Security Through Obscurity

I was looking for a method to distribute some proprietary code to 3rd parties with some level of IP protection. Knowing that this is a losing battle, and that I suspected that it was more about limiting curiosity rather than deliberate reverse engineering, I decided to investigate the use of cython to compile python via C into a binary.

This repo demonstrates the process of building a Flask app into a Docker container with a compiled binary of the application using Cython. It also uses a multi-stage docker build to ensure that the original source files are never copied into the target image.

For a more thorough obfuscation, I would suggesting looking into using a more robust solution such as this.

How it works

There is simply a compilation step defined in setup.py that refers to the src/api.pyx file. This file uses cython to do the build, and outputs a binary library file which can later be referenced via gunicorn, or in other python files as a normal module reference.

setup.py
from distutils.core import setup
from Cython.Distutils import build_ext
from Cython.Build import cythonize

setup(
name='Hello Flask',
cmdclass={'build_ext': build_ext},
ext_modules=cythonize("src/api.pyx",
compiler_directives={'language_level': "3"},
build_dir="build"
)
)

Local Build

pip install -r requirements.txt
python setup.py build_ext --inplace

Confirming the binary is built

As you can see, the binary is compiled as a shared object fil, the following screenshot shows a hex dump of this file. Although it would be possible to reverse engineer this file, the effort required to do so would be considerable.

XXD hexdump of the compiled library

Running the local binary with gunicorn

gunicorn api:app

Building the image for docker

Build single-arch image, load to local docker

docker buildx build --platform linux/arm64 --load --tag helloflask .

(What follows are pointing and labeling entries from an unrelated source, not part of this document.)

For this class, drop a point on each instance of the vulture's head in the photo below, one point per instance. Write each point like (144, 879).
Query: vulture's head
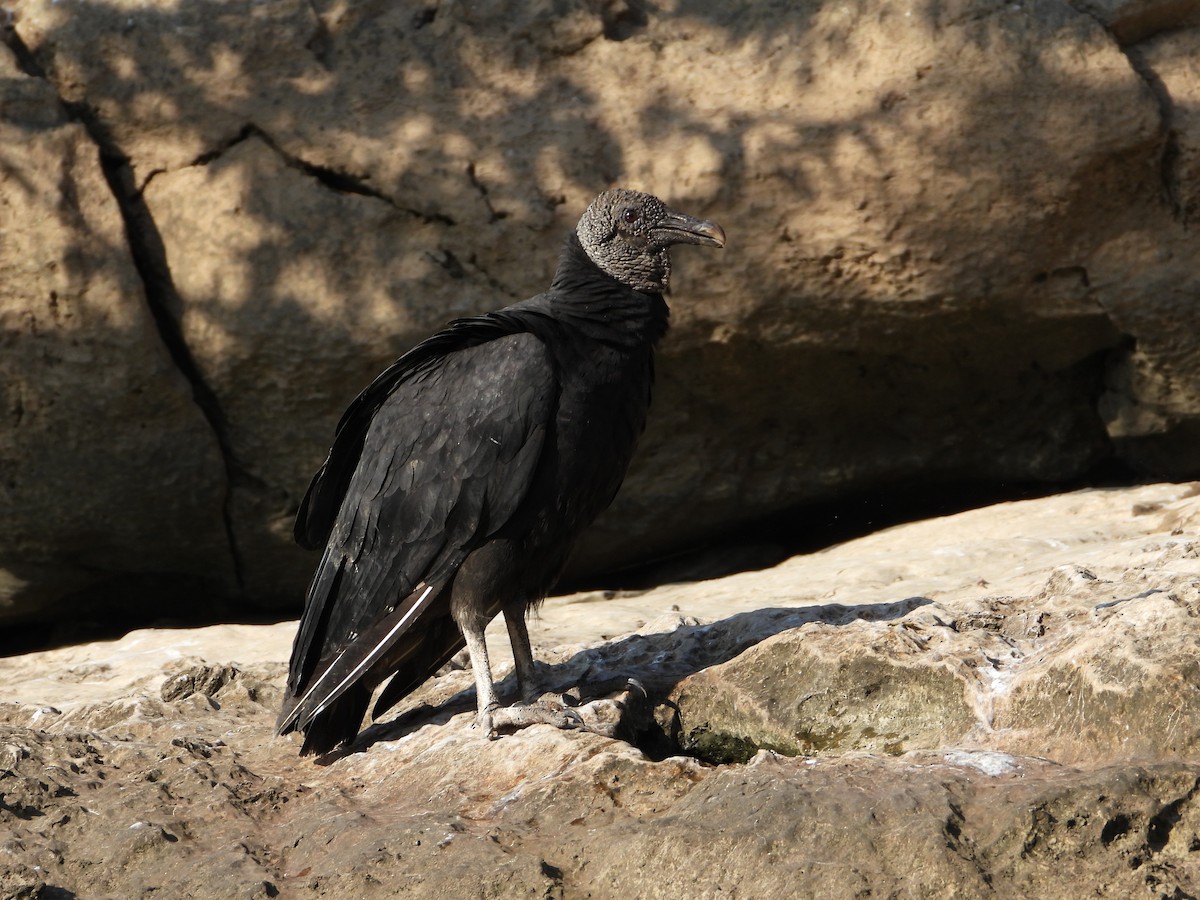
(629, 235)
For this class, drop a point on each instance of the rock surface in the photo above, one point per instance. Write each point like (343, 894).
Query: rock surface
(997, 703)
(961, 247)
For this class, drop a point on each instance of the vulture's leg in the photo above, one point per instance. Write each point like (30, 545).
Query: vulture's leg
(522, 654)
(485, 691)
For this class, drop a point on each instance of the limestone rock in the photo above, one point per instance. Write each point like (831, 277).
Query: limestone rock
(148, 766)
(109, 469)
(959, 234)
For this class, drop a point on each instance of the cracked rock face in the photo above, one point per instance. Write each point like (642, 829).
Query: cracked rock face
(963, 247)
(996, 703)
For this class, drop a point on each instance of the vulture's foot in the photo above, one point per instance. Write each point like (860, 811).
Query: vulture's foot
(546, 711)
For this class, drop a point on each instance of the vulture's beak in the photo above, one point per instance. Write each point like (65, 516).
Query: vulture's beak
(678, 228)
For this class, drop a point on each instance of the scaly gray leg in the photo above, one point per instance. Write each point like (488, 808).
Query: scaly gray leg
(485, 691)
(522, 654)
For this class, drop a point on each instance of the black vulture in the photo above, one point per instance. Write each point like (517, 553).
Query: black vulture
(460, 479)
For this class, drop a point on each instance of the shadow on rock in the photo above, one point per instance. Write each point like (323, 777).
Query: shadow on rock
(623, 688)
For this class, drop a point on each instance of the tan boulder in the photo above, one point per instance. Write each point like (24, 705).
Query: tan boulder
(108, 471)
(147, 765)
(959, 235)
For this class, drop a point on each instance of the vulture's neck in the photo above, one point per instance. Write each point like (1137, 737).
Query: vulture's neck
(601, 306)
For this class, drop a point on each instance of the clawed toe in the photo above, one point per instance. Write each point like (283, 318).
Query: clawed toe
(543, 712)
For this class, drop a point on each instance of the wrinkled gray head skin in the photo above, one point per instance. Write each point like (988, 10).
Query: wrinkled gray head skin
(629, 234)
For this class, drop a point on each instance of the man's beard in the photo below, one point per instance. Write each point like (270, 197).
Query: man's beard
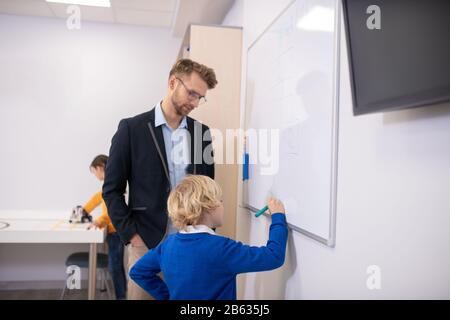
(179, 108)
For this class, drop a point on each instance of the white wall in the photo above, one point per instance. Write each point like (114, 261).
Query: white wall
(393, 204)
(62, 94)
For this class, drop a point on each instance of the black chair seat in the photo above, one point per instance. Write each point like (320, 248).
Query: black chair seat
(81, 259)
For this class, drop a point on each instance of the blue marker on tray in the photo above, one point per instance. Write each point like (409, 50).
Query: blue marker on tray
(260, 212)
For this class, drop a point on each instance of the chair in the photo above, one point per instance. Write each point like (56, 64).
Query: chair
(81, 259)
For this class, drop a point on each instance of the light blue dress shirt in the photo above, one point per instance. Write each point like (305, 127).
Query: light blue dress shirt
(177, 150)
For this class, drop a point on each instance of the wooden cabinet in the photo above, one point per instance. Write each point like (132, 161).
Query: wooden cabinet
(220, 48)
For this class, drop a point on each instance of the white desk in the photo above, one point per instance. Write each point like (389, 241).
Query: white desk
(40, 230)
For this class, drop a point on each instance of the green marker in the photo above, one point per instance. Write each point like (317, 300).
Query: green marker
(260, 212)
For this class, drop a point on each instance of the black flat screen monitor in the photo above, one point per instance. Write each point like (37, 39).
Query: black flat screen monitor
(399, 53)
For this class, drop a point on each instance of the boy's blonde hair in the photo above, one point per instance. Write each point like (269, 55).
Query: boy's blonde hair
(191, 198)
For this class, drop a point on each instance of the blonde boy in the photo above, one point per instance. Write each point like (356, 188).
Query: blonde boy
(196, 262)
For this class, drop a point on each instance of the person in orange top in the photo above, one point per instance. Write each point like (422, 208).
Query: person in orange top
(115, 245)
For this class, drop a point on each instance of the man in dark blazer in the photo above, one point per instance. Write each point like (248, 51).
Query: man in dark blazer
(144, 154)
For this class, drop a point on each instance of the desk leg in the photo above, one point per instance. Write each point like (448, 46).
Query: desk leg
(92, 270)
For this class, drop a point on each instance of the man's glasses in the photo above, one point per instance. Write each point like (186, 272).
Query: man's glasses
(192, 94)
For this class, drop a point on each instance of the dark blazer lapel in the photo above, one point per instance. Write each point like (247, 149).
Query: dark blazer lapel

docker buildx build --platform linux/amd64 --load --tag helloflask .

Build multi-arch image

docker buildx build --platform linux/arm64,linux/amd64 --tag helloflask .

Running the image

docker run -p 80:80 -it helloflask

Running the built docker image

Confirming the binary is in the image

Screenshot showing that there are no source files in the docker image

Conclusion

Although this is literally the definition of security through obscurity, for many use cases this might be enough.

I haven't gone beyond a hello world example of this approach, so there are likely deficiencies in the approach, I'm not sure for example what would happen with more complex dependencies. The fact that Flask worked more or less straight up is encouraging though.

I've stored this in a public repo, so if you have any suggestions or improvements, please feel free to raise an issue or PR.